I wanted to share a summary of the recent evolution of our Innovation lab leveraging LLMs for Items generation in cooperation with LIST, the Luxembourg Institute of Science and Technology,
What we tested
-
Had modern LLMs draft multiple-choice questions from short texts (science + a CS set).
-
Judged each draft against a clear checklist of 14 quality traits (clarity, difficulty, bias/inclusivity, etc.).
-
Used LLMs as validators (LLMs-as-a-Judge): they don’t write, they score items against the checklist above
Headline results
-
Strong agreement across validators in our controlled runs (~96% global accuracy).
Paneling multiple models as validators improves reliability for example, MCC rose into the 90%+ range on traits like Correctness and Difficulty when combining models.
Important limits & risks (what didn’t work yet)
-
Grade-level alignment is fragile. When we intentionally “mutated” the student grade (e.g., Grade 2 ↔︎ Grade 12), most validators missed the issue; in one summary table we saw only ~5% of such mutants caught by at least one LLM.
-
On the same grade mutation test, recall for key traits like Scope and Background was low for several models (e.g., some recalls near 0.04–0.40), showing under-detection even when precision looked high.
-
Workload (is the task too long/short for the level?) is hard: recalls around 0.11–0.36 on several validators.
-
Model performance is uneven: some families needed formatting cleanup before scoring (operational friction for productization). (Operational note from experiments; not a blocker but a cost.)
-
Takeaway: validators are helpful but not sufficient alone teacher review remains essential.
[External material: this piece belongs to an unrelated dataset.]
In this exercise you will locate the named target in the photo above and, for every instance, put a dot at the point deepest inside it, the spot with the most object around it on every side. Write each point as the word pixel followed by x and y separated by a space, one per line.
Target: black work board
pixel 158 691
What we’re changing next (in flight)
-
More context in prompts (explicit grade/subject/skill) so validators can judge with the right target profile, not just the text.
-
Stronger stress-tests via metamorphic “mutations” (e.g., swap correct answer, shift grade) to harden validators and track MCC/F1 by trait.
-
Diverse validator panels (mixing Llama, GPT, DeepSeek, Mistral) with agreement/voting to raise recall on tricky traits.
How this affects you
-
In tools you use, you’ll see traffic-light style scores per trait and a consensus verdict from multiple LLM validator but your approval stays final.
-
We’ll invite teachers to review edge cases (especially grade-level fit & workload). Your feedback directly tunes the validators.
Bottom line
LLM drafting + LLM validators already help on correctness/difficulty and agree well overall, but grade-level fit and workload detection are current weaknesses. We’re addressing these with richer prompts, diversified validator panels, and systematic stress-tests always keeping teacher judgment in the loop.